Wer gut schreiben will, muss viel lesen und viel üben. Ich finde aber auch, dass man viel sammeln muss. Sammeln? Genau, Beispiele dafür, wie man gut schreibt. Wieso muss ich an dieser Stelle lachen? Warum kann ich am Ende des Kapitels den Krimi nicht weglegen, sondern lese weiter? Weshalb habe ich das Gefühl, mich selbst auf der Brücke der Enterprise zu befinden? Wie machen die Autor*innen das nur?
Eine Datei von 30 Seiten (wachsend)
Um dieses Mysterium zu lüften, habe ich mir eine Datei angelegt, in der ich Beispiele für gutes Schreiben sammele: lebendige Beschreibungen, treffende Metaphern, Köder, die die Leser*innen in die Geschichte ziehen, geschickte Vorausdeutungen, packende Emotionen etc. Diese nutze ich einmal für mich selbst, indem ich mir überlege, warum das Beispiel funktioniert. Ich nutze die Beispiele außerdem, um meinen Kund*innen zu verdeutlichen, wie sie pointierter, witziger, spannender … schreiben können. Aber auch für meinen Blog kann ich auf diesen Fundus nun zurückgreifen wie z. B. für den Artikel Story Structure: Köder mich. 🙂
Wann immer ihr auf einen fesselnden Buchanfang stoßt, schreibt ihn euch auf, überlegt, warum er euch fesselt und was ihr daraus für euer Schreiben oder Lektorieren lernen könnt. Und wenn ihr als Autor*in oder Lektor*in merkt, dass dem Anfang des Manuskripts die Spannung fehlt, dann könnt ihr zur Inspiration in eure gesammelten Beispiele schauen.
Beispiele gefällig?
Erste Sätze, die mich begeistern, sind z. B.
Die Stadt brannte. (Andrzej Sapkowski: Das Erbe der Elfen)
Gestern Nacht träumte ich, ich sei wieder in Manderley. (Daphne du Maurier: Rebecca)
Der Mann in Schwarz floh durch die Wüste, und der Revolvermann folgte ihm. (Stephen King: Schwarz)
Wenn es um Beschreibungen sowie Vergleiche und Metaphern geht, sind meine Favoriten Georges Simenon, Alice Munro und Raymond Chandler.

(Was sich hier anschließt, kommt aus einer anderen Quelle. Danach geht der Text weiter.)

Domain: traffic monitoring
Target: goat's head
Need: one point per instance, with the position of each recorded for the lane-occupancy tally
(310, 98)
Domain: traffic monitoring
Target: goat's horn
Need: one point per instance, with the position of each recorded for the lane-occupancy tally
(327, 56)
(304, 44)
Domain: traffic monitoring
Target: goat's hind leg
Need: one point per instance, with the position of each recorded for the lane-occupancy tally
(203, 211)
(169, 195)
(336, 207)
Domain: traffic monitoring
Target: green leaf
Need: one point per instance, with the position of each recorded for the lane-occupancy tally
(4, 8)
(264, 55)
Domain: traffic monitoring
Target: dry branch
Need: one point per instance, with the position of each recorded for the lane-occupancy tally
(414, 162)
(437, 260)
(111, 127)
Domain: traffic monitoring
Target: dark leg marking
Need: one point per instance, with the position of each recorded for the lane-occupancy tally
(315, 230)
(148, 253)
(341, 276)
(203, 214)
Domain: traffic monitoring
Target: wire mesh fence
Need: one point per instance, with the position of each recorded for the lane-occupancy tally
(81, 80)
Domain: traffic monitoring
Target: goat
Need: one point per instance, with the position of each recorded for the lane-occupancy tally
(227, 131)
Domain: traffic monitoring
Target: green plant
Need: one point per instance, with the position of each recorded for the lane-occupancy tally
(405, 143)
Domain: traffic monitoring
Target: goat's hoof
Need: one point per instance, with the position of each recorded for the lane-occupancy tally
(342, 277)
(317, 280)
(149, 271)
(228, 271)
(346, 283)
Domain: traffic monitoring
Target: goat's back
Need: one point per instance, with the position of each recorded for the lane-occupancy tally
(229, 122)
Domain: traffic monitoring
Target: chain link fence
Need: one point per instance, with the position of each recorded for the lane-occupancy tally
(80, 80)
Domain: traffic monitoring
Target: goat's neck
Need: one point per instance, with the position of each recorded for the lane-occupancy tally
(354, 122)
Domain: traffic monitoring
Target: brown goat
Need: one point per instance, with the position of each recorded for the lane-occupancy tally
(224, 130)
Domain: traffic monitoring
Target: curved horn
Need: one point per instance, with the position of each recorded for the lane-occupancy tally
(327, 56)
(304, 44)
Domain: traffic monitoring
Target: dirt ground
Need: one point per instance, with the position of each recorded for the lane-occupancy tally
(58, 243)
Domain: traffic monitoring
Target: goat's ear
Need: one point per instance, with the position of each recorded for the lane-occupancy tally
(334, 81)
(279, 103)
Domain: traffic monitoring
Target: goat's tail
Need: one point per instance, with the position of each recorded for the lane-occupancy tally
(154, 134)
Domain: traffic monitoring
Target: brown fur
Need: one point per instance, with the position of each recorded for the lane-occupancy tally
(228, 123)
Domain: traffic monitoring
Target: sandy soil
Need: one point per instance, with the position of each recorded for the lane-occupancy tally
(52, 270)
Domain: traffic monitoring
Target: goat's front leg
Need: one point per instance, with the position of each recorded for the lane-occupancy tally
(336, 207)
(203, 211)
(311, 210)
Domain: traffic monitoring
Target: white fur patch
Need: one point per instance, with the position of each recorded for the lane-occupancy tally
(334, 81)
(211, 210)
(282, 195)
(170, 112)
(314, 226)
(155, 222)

Es regnete noch immer, noch immer dieser Nieselregen, der sich auf die Scheiben legte, stumm und trüb vom Himmel fiel, und einem das Gefühl gab, man lebe in einem Aquarium. (Georges Simenon: Maigret und die Aussage des Ministranten)
[…] obwohl das die Jahreszeit war, in der sich Schneewehen wie schlafende Wale um das Haus legten […] (Alice Munro: Jungen und Mädchen)

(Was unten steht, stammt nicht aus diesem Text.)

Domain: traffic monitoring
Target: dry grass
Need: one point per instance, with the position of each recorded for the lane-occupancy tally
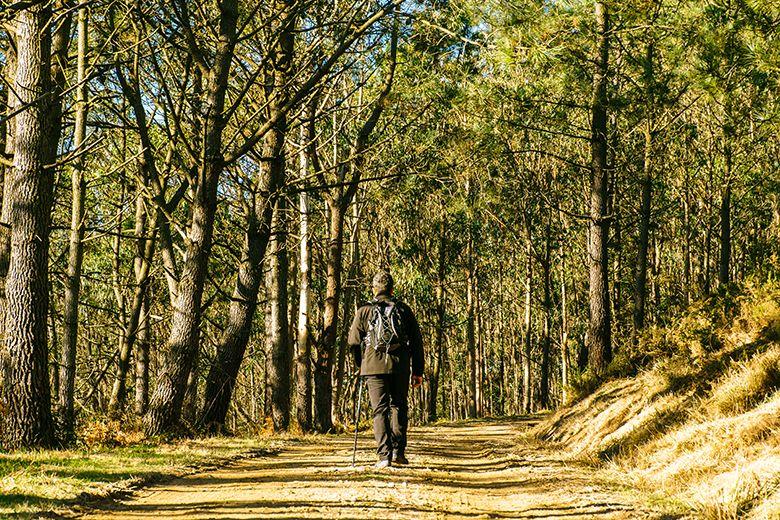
(35, 481)
(700, 426)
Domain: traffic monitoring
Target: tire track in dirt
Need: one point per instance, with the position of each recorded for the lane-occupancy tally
(471, 470)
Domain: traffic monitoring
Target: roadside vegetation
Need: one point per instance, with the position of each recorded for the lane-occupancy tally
(698, 427)
(109, 461)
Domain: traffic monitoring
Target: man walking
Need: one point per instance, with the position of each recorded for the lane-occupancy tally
(386, 342)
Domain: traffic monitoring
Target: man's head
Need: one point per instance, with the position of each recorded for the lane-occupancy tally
(382, 284)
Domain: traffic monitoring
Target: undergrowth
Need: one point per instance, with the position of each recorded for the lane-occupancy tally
(692, 412)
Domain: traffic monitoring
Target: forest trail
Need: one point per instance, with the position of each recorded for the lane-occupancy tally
(471, 470)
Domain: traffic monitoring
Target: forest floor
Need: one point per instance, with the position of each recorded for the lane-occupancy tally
(478, 469)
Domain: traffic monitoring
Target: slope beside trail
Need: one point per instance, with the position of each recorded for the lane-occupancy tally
(471, 470)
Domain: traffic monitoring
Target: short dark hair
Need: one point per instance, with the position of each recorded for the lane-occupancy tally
(382, 283)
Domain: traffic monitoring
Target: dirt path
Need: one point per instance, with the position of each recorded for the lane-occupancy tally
(463, 471)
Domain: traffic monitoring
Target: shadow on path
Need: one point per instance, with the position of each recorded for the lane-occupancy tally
(465, 470)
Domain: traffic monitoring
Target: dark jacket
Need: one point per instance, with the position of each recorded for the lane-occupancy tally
(372, 362)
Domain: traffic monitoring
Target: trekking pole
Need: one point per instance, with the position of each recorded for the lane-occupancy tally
(357, 418)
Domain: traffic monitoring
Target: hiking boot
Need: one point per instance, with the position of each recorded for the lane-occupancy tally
(399, 459)
(382, 464)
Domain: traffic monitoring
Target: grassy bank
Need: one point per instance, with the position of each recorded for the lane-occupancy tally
(33, 482)
(698, 424)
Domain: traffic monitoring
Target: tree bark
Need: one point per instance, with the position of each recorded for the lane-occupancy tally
(75, 247)
(325, 346)
(142, 361)
(281, 354)
(183, 341)
(303, 402)
(338, 202)
(471, 343)
(441, 273)
(527, 384)
(640, 289)
(27, 400)
(545, 343)
(222, 375)
(599, 328)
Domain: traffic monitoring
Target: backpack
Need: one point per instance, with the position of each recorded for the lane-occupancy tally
(385, 327)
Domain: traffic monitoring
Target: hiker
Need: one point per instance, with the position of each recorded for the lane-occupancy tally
(386, 342)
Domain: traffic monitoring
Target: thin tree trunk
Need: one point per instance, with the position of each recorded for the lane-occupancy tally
(544, 374)
(222, 375)
(183, 341)
(527, 384)
(438, 354)
(471, 344)
(640, 289)
(281, 353)
(599, 329)
(564, 330)
(142, 361)
(75, 248)
(323, 396)
(27, 418)
(303, 360)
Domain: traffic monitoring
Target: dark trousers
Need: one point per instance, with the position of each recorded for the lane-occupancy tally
(389, 400)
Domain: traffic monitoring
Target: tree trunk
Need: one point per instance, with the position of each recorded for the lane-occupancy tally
(441, 274)
(471, 342)
(564, 329)
(182, 345)
(544, 373)
(640, 289)
(222, 375)
(599, 328)
(325, 346)
(142, 361)
(75, 248)
(527, 384)
(281, 354)
(26, 397)
(724, 266)
(303, 402)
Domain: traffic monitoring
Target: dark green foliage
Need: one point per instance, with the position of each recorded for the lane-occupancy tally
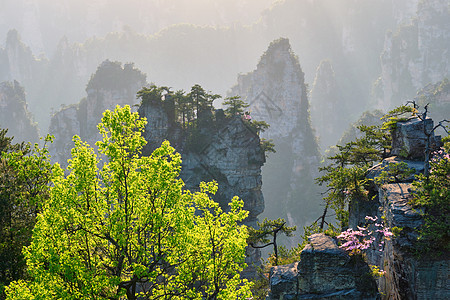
(394, 172)
(25, 172)
(399, 114)
(345, 174)
(433, 196)
(267, 146)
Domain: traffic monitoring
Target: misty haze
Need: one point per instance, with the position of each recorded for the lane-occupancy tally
(317, 114)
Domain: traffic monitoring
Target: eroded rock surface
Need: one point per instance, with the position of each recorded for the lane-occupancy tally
(324, 272)
(276, 93)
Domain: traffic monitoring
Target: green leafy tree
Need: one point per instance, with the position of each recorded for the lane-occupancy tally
(24, 178)
(130, 230)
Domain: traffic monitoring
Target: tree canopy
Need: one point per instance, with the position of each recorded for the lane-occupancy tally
(130, 230)
(24, 176)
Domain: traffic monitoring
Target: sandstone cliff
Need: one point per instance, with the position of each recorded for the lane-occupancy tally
(327, 106)
(415, 54)
(14, 113)
(276, 93)
(224, 149)
(112, 84)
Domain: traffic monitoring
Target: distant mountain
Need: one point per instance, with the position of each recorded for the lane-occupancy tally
(349, 33)
(112, 84)
(277, 94)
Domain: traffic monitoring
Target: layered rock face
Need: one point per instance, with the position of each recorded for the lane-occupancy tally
(14, 113)
(276, 94)
(437, 96)
(111, 85)
(407, 276)
(324, 272)
(17, 63)
(415, 54)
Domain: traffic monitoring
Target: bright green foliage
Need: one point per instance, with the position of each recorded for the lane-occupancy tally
(269, 228)
(235, 106)
(24, 177)
(433, 196)
(152, 94)
(130, 230)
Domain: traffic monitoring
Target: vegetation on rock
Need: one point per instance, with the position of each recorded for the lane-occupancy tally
(130, 230)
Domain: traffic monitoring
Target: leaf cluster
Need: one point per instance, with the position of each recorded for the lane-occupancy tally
(432, 194)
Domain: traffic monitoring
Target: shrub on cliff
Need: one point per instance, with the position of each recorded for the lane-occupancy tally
(433, 195)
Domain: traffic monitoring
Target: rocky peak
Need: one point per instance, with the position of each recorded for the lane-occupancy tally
(327, 272)
(324, 272)
(415, 54)
(327, 105)
(14, 113)
(276, 93)
(220, 148)
(407, 276)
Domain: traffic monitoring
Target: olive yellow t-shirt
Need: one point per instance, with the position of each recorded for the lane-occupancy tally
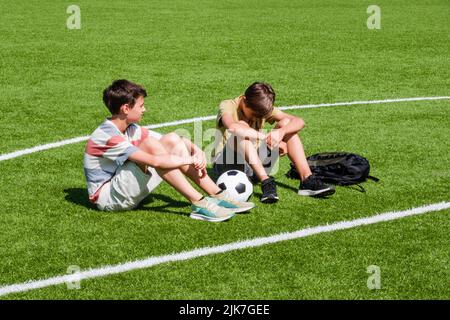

Der Verkehrslärm vom Boulevard kam in Wellen, wie Brechreiz. (Raymond Chandler: Lebwohl, mein Liebling)
Habt ihr eine solche Datei bereits? Oder habt ihr vor, jetzt eine anzulegen? Was sind für euch Beispiele für gutes Schreiben?
Liebe Katrin,
das ist (wie immer) ein schöner Beitrag, wichtig dazu. Denn ich meine auch: Übung macht die Meisterin. Ich habe keine Datei, ich sammle haptisch. Das liegt natürlich auch daran, dass ich Werbung texte und keine Belletristik.